O aconselhamento surtiu efeito, e desde o último sábado ele mudou o tom de novo,
voltando a mostrar apoio a medidas de isolamento adotadas pelos estados. "Ainda não dá para falar: 'Libera todo mundo para sair', porque a gente não está conseguindo chegar com o equipamento 'just in time' [na hora certa], como a gente precisa", disse o ministro. "Se sair andando todo mundo de uma vez, vai faltar [atendimento] para rico e pobre."

Também deu recados a apoiadores do Bolsonaro. "Daqui a duas, três semanas, os que falam 'vamos fazer carreata" serão os mesmos que vão ficar em casa."
No sábado, o ministro propôs ao presidente um alinhamento de discurso. A fala foi endossada por outros auxiliares de Bolsonaro, e um acordo foi firmado. Não durou 24 horas. No domingo, o presidente saiu às ruas de Brasília.

Bolsonaro segue insistindo em isolamento apenas dos grupos de risco e fala na retomada do comércio. Mandetta se opôs à ideia nesta segunda-feira (30). "É só pegar as pessoas com mais de 60 anos e cuidar? Como se essas pessoas estivessem dentro de uma cápsula.
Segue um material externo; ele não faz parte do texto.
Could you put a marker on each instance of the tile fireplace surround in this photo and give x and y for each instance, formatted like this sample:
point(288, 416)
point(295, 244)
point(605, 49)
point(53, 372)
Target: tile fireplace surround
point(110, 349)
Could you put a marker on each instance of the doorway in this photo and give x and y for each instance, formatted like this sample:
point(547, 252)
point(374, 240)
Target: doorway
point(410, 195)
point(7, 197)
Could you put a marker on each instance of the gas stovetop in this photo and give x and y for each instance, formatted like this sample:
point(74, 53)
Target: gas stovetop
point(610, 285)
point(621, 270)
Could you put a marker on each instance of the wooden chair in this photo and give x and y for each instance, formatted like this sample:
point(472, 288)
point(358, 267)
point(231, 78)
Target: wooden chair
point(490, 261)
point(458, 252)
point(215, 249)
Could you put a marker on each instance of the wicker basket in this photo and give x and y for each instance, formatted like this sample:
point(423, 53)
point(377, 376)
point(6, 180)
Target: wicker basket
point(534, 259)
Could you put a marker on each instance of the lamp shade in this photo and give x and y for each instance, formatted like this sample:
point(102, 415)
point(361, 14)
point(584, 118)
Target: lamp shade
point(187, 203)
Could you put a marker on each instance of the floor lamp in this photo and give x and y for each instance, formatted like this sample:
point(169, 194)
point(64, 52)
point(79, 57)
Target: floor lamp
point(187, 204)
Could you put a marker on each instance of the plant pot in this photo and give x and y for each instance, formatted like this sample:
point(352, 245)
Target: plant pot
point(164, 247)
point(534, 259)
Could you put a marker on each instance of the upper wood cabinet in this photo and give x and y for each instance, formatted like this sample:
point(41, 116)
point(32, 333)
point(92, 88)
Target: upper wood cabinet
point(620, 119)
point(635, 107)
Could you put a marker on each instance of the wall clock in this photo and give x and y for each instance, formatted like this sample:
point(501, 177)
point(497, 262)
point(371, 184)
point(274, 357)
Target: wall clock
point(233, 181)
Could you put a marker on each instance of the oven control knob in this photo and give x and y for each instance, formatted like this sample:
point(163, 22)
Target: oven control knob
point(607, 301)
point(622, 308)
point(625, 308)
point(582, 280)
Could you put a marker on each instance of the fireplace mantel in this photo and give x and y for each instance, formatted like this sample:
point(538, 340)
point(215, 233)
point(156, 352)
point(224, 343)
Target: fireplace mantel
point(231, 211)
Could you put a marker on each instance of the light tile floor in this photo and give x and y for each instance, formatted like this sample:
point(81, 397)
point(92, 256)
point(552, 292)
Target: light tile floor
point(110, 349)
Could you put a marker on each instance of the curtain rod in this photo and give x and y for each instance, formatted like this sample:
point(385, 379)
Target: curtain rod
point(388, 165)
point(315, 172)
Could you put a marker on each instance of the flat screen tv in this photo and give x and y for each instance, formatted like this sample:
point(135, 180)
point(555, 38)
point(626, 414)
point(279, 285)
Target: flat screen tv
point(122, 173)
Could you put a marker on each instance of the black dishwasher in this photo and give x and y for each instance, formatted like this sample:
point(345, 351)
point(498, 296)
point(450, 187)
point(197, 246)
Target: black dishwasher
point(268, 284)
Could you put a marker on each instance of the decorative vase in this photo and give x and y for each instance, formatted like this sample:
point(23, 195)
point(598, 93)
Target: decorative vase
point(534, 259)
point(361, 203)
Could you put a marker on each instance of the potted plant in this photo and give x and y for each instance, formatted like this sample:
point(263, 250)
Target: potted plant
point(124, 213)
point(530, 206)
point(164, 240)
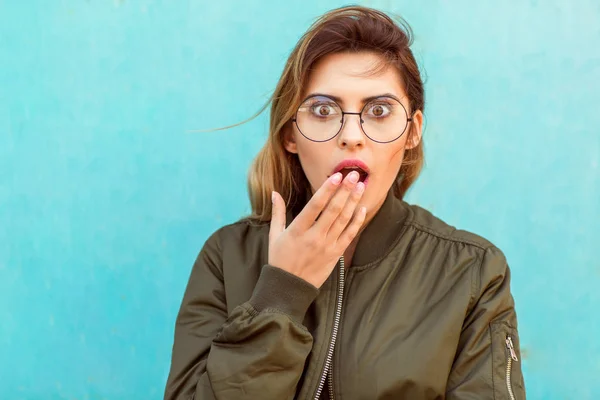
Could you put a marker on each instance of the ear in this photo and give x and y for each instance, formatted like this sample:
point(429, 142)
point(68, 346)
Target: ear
point(416, 132)
point(289, 140)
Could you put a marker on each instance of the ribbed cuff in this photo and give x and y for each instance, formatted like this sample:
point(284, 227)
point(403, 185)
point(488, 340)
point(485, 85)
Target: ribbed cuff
point(281, 290)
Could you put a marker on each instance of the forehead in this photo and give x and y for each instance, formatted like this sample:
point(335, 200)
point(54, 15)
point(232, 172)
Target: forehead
point(350, 77)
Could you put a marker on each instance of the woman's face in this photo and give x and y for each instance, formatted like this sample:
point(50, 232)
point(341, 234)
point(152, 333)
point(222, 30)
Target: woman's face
point(342, 76)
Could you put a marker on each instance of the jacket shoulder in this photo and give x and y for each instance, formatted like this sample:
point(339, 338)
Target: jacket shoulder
point(239, 233)
point(424, 220)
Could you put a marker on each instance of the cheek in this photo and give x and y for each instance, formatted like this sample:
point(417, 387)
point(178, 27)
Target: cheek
point(394, 156)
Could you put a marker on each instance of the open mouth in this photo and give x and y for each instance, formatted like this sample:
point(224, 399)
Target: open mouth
point(363, 175)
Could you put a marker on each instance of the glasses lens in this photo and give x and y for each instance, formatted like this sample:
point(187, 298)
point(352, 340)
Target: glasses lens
point(384, 119)
point(319, 118)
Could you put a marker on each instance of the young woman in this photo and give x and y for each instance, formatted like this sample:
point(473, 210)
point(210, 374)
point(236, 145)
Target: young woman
point(335, 287)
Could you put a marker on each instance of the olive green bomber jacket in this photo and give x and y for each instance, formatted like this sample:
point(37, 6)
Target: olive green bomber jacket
point(424, 312)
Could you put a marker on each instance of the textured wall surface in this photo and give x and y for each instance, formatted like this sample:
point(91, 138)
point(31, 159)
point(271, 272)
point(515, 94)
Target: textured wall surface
point(106, 198)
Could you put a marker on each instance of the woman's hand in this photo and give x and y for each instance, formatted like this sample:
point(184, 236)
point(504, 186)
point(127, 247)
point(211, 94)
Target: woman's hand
point(310, 248)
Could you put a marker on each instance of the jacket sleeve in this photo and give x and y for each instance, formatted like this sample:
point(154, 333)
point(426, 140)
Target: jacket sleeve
point(484, 366)
point(257, 351)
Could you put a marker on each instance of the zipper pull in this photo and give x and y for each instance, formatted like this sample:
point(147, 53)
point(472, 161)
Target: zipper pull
point(511, 348)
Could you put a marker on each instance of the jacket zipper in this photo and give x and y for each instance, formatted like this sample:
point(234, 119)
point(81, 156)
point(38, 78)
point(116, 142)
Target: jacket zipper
point(336, 324)
point(512, 356)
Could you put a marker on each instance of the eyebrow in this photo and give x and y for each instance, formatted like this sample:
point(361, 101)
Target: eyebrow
point(364, 100)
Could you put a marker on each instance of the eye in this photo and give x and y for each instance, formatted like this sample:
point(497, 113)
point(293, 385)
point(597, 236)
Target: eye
point(323, 109)
point(379, 110)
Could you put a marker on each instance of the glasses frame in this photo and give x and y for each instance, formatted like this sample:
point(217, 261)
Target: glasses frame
point(343, 120)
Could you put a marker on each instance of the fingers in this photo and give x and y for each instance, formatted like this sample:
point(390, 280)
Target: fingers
point(277, 216)
point(352, 230)
point(337, 204)
point(317, 203)
point(345, 216)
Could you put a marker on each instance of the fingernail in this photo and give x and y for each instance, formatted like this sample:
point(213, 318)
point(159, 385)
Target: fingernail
point(336, 178)
point(360, 187)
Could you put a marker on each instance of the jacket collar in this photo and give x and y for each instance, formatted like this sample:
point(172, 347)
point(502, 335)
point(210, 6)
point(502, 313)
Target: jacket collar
point(379, 235)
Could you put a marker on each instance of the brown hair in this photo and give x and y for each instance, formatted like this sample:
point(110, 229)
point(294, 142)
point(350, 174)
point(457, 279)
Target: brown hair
point(346, 29)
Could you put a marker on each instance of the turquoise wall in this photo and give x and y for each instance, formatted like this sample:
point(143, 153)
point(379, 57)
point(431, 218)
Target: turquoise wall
point(105, 199)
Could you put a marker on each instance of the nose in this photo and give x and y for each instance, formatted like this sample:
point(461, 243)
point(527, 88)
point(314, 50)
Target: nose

Essas pessoas moram com vocês, têm netos, têm filhos, trabalham, pegam ônibus, são ambulantes", disse.

"Por enquanto mantenham as recomendações dos estados, porque nesse momento temos muitas fragilidades no sistema de saúde." Ao mesmo tempo em que reforça as críticas, o ministro tem dado acenos a propostas de Bolsonaro ao afirmar que"a economia é importante para a saúde" e que uma paralisação total em todo o país seria um "desastre".

Entre idas e vindas, secretários de saúde e especialistas têm cobrado que a pasta não altere decisões por pressão política e que o ministério mantenha o tom técnico."Quando tem duas autoridades falando duas coisas diferentes, isso gera insegurança. Em quem acreditar: no ministério ou no presidente?", afirmou Alberto Beltrame, presidente do Conass, conselho que reúne secretários estaduais de saúde.

"O que assusta neste momento é que parecem dois mundos paralelos. Desde que o presidente negou a gravidade da crise sanitária, há essa falta de sincronia entre o que ele e o Ministério da Saúde dizem", afirma Mário Scheffer, professor da Faculdade de Medicina da USP.

A cobrança também vem de aliados, que sugerem até a saída do ministro caso haja aumento na interferência. Ele nega uma possível saída. "A partir do momento que o Ministério da Saúde for coagido a mudar a questão técnica, o Mandetta tem que pedir o boné e sair de espinha ereta", diz o deputado Fábio Trad (PSD-MS), primo do ministro. "Entre a ciência, que hoje é prestigiada pelos líderes mundiais, e a credulidade do presidente, Mandetta tem que ficar com aquilo que é a formação dele. É preferível sair com as convicções intocadas do que ficar como títere."